Thursday, September 2, 2010

Dramatic drop for illegal immigration

The Obama administration is touting an independent report released Wednesday that shows that the number of illegal immigrants crossing into the U.S. fell by nearly 65 percent in the last two years.


About 300,000 immigrants illegally entered the country each year from March 2007 to March 2009, nearly two-thirds fewer than the 850,000 who annually crossed the border from 2000 to 2005, according to the report by the nonpartisan Pew Hispanic Center.

An estimated 11.1 million illegal immigrants were living in the U.S. in 2009, an 8 percent decline from the peak of 12 million in 2007. That represented the first significant decrease in two decades, the report said.

“We’ve seen a reversal in what had been a long-term growth in the unauthorized immigrant population,” Pew demographer Jeffrey Passel, who co-authored the report, told reporters.

The decline corresponded with a period when authorities beefed up border security and jobs dried up amid the economic recession, though researchers could not pinpoint precisely why immigrant numbers fell.

A Homeland Security Department spokesman said the administration’s increased efforts to secure the border contributed to the declines in border crossings, even though President Barack Obama was in office for only two months out of the two years that the Pew study reviewed.

“This administration’s unprecedented commitment of manpower, technology and infrastructure to the Southwest border has been a major factor in this dramatic drop in illegal crossings,” DHS spokesman Matt Chandler said in a statement.

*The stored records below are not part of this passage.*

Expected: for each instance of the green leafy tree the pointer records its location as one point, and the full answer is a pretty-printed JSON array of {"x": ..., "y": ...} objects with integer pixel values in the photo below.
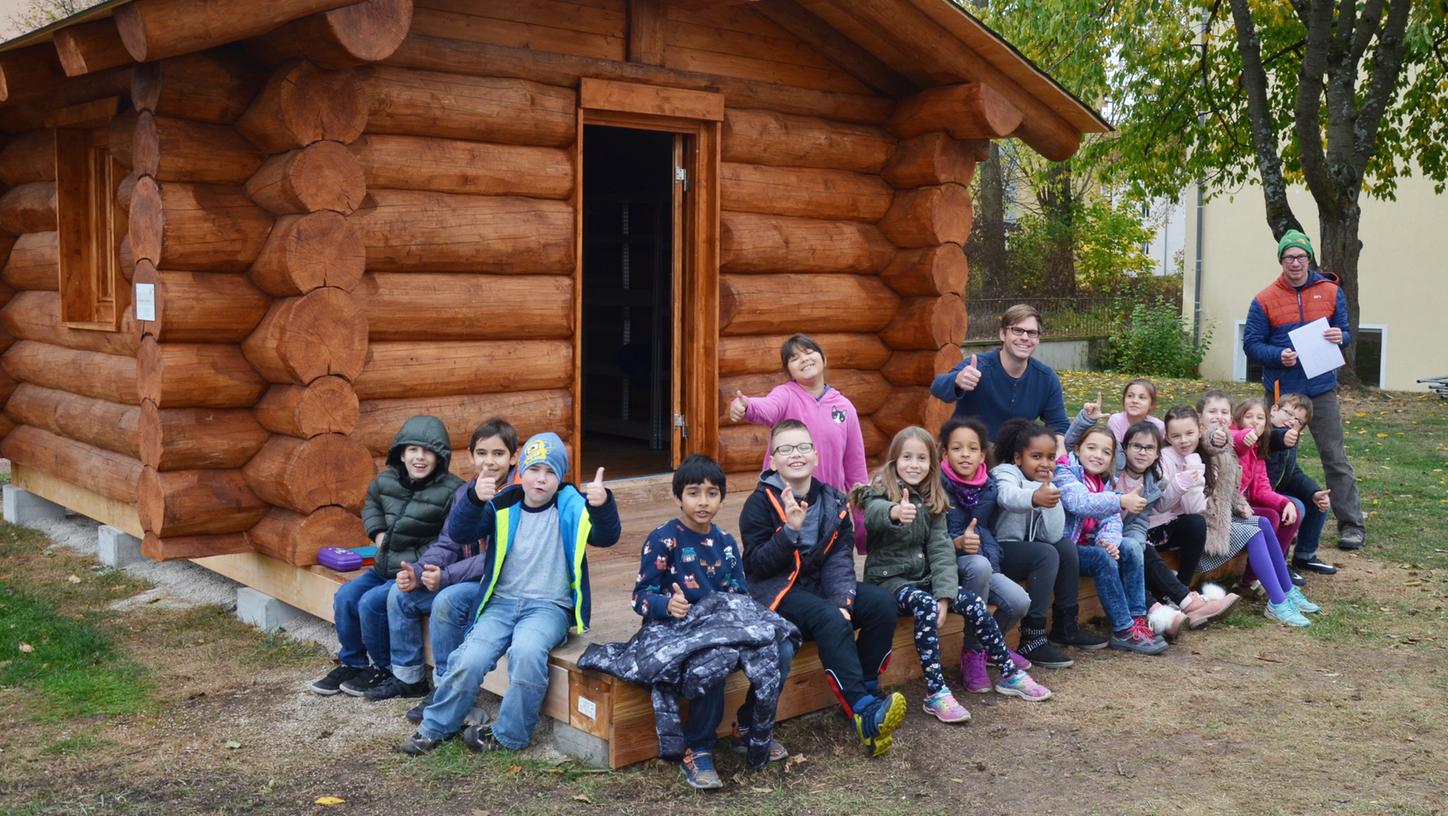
[
  {"x": 1343, "y": 97},
  {"x": 1340, "y": 97},
  {"x": 31, "y": 15}
]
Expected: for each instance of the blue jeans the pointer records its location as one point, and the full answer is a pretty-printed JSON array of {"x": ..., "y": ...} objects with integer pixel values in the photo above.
[
  {"x": 451, "y": 608},
  {"x": 1301, "y": 486},
  {"x": 453, "y": 612},
  {"x": 524, "y": 630},
  {"x": 359, "y": 611},
  {"x": 1120, "y": 583},
  {"x": 705, "y": 714}
]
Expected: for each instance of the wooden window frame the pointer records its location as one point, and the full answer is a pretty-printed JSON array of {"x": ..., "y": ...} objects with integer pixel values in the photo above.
[
  {"x": 90, "y": 224},
  {"x": 697, "y": 116}
]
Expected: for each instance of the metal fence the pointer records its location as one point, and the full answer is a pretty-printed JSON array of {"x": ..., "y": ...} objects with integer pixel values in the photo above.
[{"x": 1091, "y": 316}]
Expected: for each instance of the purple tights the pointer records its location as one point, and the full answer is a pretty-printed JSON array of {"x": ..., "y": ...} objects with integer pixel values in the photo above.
[{"x": 1264, "y": 554}]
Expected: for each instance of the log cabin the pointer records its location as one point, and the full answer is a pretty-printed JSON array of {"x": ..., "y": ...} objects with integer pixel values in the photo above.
[{"x": 242, "y": 242}]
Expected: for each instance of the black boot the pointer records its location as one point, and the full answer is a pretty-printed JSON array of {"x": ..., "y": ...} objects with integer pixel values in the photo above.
[
  {"x": 1038, "y": 650},
  {"x": 1065, "y": 631}
]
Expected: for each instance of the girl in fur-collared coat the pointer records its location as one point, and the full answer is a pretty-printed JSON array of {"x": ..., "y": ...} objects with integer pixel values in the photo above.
[{"x": 1230, "y": 523}]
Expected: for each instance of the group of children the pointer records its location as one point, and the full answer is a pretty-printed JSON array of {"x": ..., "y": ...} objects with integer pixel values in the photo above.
[{"x": 500, "y": 563}]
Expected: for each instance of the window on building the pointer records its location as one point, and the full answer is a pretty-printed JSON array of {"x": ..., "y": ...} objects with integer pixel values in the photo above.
[{"x": 90, "y": 227}]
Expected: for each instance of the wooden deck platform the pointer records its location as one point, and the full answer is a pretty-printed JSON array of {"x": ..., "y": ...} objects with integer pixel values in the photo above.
[{"x": 607, "y": 721}]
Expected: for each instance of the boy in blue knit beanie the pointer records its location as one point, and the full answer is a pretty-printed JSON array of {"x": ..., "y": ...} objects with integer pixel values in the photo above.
[{"x": 535, "y": 585}]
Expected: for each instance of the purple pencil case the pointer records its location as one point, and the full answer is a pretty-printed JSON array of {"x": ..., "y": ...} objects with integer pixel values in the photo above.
[{"x": 339, "y": 559}]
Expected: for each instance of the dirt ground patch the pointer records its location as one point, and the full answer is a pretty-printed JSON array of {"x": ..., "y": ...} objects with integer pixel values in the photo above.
[{"x": 1240, "y": 718}]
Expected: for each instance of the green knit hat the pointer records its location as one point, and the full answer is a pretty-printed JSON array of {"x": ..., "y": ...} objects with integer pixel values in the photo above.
[{"x": 1295, "y": 239}]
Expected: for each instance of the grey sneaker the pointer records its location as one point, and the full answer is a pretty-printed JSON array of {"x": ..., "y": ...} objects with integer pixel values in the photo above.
[
  {"x": 1138, "y": 638},
  {"x": 417, "y": 744},
  {"x": 1351, "y": 538}
]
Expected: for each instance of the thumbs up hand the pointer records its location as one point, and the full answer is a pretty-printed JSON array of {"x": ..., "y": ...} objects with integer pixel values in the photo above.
[
  {"x": 484, "y": 488},
  {"x": 904, "y": 512},
  {"x": 1047, "y": 495},
  {"x": 406, "y": 580},
  {"x": 597, "y": 495},
  {"x": 1131, "y": 501},
  {"x": 678, "y": 605},
  {"x": 969, "y": 376},
  {"x": 737, "y": 407},
  {"x": 969, "y": 541},
  {"x": 794, "y": 511}
]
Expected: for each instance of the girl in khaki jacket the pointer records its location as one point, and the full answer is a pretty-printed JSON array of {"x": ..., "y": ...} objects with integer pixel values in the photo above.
[{"x": 911, "y": 556}]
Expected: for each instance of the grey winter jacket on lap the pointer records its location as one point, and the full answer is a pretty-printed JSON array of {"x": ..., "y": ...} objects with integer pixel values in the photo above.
[{"x": 721, "y": 632}]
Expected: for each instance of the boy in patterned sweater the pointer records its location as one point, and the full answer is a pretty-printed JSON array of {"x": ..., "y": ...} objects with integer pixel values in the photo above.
[{"x": 682, "y": 562}]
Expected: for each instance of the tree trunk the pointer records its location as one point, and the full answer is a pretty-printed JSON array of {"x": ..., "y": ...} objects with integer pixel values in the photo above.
[
  {"x": 1059, "y": 206},
  {"x": 986, "y": 245},
  {"x": 1338, "y": 253}
]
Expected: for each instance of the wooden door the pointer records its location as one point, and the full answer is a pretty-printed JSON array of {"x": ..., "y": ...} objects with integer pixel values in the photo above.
[{"x": 694, "y": 117}]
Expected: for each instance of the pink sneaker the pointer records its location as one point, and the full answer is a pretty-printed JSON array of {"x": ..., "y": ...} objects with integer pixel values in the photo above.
[
  {"x": 944, "y": 706},
  {"x": 1020, "y": 685},
  {"x": 973, "y": 672}
]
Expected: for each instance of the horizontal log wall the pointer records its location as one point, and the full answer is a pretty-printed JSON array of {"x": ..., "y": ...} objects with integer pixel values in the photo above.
[
  {"x": 377, "y": 222},
  {"x": 230, "y": 407},
  {"x": 802, "y": 196}
]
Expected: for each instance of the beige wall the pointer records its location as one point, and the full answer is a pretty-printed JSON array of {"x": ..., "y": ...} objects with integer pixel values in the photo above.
[{"x": 1402, "y": 281}]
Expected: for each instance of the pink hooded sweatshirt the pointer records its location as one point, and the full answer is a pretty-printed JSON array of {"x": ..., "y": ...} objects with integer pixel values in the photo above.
[{"x": 833, "y": 424}]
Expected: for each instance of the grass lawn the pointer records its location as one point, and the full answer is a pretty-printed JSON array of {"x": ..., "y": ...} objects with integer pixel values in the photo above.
[{"x": 149, "y": 709}]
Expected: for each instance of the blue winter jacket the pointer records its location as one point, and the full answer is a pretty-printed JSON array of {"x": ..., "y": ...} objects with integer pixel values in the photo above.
[{"x": 1276, "y": 311}]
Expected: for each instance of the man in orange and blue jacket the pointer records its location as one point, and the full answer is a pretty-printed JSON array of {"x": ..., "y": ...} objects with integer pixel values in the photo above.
[{"x": 1301, "y": 295}]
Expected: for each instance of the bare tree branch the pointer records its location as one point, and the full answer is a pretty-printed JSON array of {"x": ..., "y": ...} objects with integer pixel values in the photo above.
[
  {"x": 1308, "y": 110},
  {"x": 1264, "y": 139}
]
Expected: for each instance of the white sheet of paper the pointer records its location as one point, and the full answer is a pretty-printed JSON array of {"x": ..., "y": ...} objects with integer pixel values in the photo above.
[
  {"x": 1315, "y": 355},
  {"x": 145, "y": 301}
]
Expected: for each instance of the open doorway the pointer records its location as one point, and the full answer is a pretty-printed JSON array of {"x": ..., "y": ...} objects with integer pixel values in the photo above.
[{"x": 627, "y": 301}]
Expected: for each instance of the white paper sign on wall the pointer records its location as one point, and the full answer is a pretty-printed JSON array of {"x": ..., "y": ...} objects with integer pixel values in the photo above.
[{"x": 145, "y": 301}]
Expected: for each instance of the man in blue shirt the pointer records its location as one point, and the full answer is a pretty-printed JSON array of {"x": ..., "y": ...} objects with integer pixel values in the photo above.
[{"x": 1005, "y": 384}]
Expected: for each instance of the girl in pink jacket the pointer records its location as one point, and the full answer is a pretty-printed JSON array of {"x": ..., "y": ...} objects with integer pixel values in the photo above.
[
  {"x": 830, "y": 417},
  {"x": 807, "y": 397},
  {"x": 1250, "y": 440}
]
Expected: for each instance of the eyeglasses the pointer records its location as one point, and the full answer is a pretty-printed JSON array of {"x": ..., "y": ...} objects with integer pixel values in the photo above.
[{"x": 789, "y": 449}]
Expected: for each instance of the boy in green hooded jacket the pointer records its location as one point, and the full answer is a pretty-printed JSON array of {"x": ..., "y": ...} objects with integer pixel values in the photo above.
[{"x": 403, "y": 512}]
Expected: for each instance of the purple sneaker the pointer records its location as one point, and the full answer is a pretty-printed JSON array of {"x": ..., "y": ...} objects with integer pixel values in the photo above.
[{"x": 973, "y": 672}]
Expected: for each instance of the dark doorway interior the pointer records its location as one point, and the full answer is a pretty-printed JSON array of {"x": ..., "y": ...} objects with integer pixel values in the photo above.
[{"x": 627, "y": 301}]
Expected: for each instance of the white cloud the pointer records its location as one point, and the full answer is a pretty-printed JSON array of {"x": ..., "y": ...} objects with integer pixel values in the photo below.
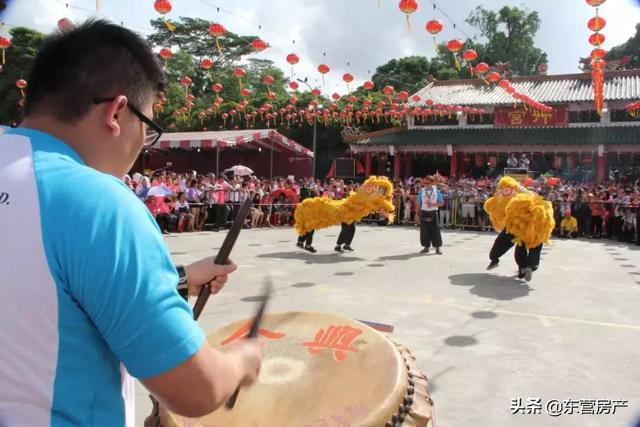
[{"x": 356, "y": 35}]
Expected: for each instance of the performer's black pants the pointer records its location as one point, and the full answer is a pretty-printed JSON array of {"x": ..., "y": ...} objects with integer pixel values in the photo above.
[
  {"x": 347, "y": 231},
  {"x": 524, "y": 258},
  {"x": 429, "y": 229},
  {"x": 306, "y": 239}
]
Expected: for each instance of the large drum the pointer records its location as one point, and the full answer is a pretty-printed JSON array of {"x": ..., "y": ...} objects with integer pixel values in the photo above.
[{"x": 321, "y": 370}]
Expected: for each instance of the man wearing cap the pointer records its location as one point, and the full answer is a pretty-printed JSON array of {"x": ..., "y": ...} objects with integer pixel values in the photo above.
[{"x": 429, "y": 200}]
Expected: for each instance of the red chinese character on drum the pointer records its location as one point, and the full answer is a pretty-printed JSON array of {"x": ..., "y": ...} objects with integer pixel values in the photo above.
[
  {"x": 337, "y": 338},
  {"x": 243, "y": 332}
]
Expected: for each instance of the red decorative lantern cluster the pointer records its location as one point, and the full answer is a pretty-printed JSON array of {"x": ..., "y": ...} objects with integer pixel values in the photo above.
[
  {"x": 434, "y": 27},
  {"x": 217, "y": 31},
  {"x": 596, "y": 24},
  {"x": 258, "y": 45},
  {"x": 408, "y": 7},
  {"x": 454, "y": 46},
  {"x": 5, "y": 44}
]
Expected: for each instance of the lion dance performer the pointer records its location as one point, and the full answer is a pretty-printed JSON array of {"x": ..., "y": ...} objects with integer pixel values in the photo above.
[
  {"x": 522, "y": 218},
  {"x": 321, "y": 212}
]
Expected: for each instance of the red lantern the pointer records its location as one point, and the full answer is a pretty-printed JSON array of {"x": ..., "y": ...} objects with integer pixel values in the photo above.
[
  {"x": 482, "y": 68},
  {"x": 268, "y": 80},
  {"x": 323, "y": 69},
  {"x": 470, "y": 55},
  {"x": 494, "y": 77},
  {"x": 165, "y": 54},
  {"x": 206, "y": 64},
  {"x": 258, "y": 45},
  {"x": 65, "y": 24},
  {"x": 408, "y": 7},
  {"x": 598, "y": 53},
  {"x": 5, "y": 44},
  {"x": 21, "y": 84},
  {"x": 596, "y": 39},
  {"x": 434, "y": 27},
  {"x": 162, "y": 6},
  {"x": 293, "y": 59},
  {"x": 598, "y": 64},
  {"x": 454, "y": 46},
  {"x": 217, "y": 31},
  {"x": 596, "y": 23}
]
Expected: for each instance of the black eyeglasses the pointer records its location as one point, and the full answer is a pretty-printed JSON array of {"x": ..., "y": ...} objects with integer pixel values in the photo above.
[{"x": 153, "y": 132}]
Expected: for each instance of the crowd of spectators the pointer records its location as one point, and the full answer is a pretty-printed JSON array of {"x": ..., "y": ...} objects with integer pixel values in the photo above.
[{"x": 183, "y": 202}]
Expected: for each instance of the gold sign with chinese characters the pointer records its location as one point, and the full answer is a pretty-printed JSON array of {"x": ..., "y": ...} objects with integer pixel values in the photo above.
[{"x": 514, "y": 117}]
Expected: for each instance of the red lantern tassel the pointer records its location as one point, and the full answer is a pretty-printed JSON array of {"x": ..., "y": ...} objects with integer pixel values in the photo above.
[{"x": 457, "y": 62}]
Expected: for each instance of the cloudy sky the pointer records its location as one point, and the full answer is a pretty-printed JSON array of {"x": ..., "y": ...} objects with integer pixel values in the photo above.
[{"x": 348, "y": 35}]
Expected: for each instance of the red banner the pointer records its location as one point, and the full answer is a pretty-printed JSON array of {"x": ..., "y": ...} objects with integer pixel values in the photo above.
[{"x": 513, "y": 117}]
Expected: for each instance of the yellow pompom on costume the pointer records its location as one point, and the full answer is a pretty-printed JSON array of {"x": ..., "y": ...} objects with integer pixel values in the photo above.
[
  {"x": 525, "y": 215},
  {"x": 320, "y": 212}
]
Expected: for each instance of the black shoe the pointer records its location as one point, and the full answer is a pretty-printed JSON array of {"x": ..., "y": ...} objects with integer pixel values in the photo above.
[
  {"x": 493, "y": 264},
  {"x": 528, "y": 274}
]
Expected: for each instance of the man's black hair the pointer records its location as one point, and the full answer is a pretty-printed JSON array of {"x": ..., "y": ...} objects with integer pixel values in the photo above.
[{"x": 95, "y": 59}]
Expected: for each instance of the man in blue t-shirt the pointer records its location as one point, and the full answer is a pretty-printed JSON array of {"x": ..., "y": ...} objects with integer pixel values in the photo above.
[{"x": 89, "y": 292}]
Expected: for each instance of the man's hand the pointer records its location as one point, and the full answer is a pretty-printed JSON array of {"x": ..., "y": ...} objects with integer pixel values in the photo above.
[{"x": 205, "y": 272}]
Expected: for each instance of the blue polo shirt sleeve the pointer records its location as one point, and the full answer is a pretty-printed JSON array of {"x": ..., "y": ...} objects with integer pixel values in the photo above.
[{"x": 121, "y": 274}]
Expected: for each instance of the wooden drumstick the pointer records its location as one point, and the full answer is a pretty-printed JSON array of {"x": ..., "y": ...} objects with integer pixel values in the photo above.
[
  {"x": 253, "y": 332},
  {"x": 223, "y": 254}
]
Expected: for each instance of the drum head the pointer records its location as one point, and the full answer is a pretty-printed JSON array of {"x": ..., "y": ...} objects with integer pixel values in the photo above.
[{"x": 319, "y": 370}]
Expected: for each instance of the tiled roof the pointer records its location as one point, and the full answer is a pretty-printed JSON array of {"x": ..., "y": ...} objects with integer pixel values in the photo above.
[
  {"x": 619, "y": 85},
  {"x": 509, "y": 136}
]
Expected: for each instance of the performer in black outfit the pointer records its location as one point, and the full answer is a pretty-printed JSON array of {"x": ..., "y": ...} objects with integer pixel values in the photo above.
[{"x": 347, "y": 231}]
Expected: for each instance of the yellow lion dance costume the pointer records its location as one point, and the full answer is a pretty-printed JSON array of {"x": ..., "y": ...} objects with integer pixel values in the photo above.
[
  {"x": 320, "y": 212},
  {"x": 525, "y": 215}
]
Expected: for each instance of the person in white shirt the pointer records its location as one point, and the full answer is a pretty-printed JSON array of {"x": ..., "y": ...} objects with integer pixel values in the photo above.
[{"x": 429, "y": 200}]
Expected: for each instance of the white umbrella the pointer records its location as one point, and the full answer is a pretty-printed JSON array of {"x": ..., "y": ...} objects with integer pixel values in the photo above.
[{"x": 240, "y": 170}]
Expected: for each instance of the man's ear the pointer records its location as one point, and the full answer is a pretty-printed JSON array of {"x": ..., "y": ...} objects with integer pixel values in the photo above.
[{"x": 113, "y": 112}]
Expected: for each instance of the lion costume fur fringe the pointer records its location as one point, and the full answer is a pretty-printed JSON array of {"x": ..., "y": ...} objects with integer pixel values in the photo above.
[
  {"x": 522, "y": 213},
  {"x": 376, "y": 193}
]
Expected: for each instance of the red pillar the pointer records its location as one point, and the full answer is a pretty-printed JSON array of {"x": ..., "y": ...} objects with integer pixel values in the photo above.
[
  {"x": 367, "y": 164},
  {"x": 408, "y": 163},
  {"x": 602, "y": 167},
  {"x": 453, "y": 165}
]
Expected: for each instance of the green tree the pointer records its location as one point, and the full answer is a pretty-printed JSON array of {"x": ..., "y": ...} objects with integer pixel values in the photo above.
[
  {"x": 20, "y": 56},
  {"x": 509, "y": 35}
]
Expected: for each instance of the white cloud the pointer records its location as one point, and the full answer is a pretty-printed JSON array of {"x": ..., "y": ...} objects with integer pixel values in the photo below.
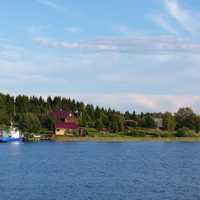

He later pointed out that the downward trend in border crossings has continued since Obama took office in January 2009, citing Homeland Security statistics that show decreases in illegal-immigrant apprehensions during the past two years.

The new Pew figures, based on Census Bureau data, come as a national debate rages over efforts by state and local governments to clamp down on illegal immigration. The issue has figured prominently in the midterm election season as candidates from around the country have touted their border security credentials.

Republicans have hammered Democrats, saying they are soft on illegal immigration and have not done enough to shore up the Southwest border.

But Chandler said the Department of Homeland Security has cracked down on employers who hire illegal immigrants, deported a large number of criminal aliens and sent hundreds of millions of dollars in additional resources to the border.

“The Border Patrol is better staffed than at any time in its 85-year history, and the Southwest border is more secure than ever before,” Chandler added.

Just this week, the first wave of 1,200 National Guard troops deployed by Obama began arriving on the 2,000-mile U.S.-Mexico border. Homeland Security Secretary Janet Napolitano said Monday that a Predator drone would begin patrolling the skies above the Southwest border this week, part of $600 million in border security funding authorized by Congress last month.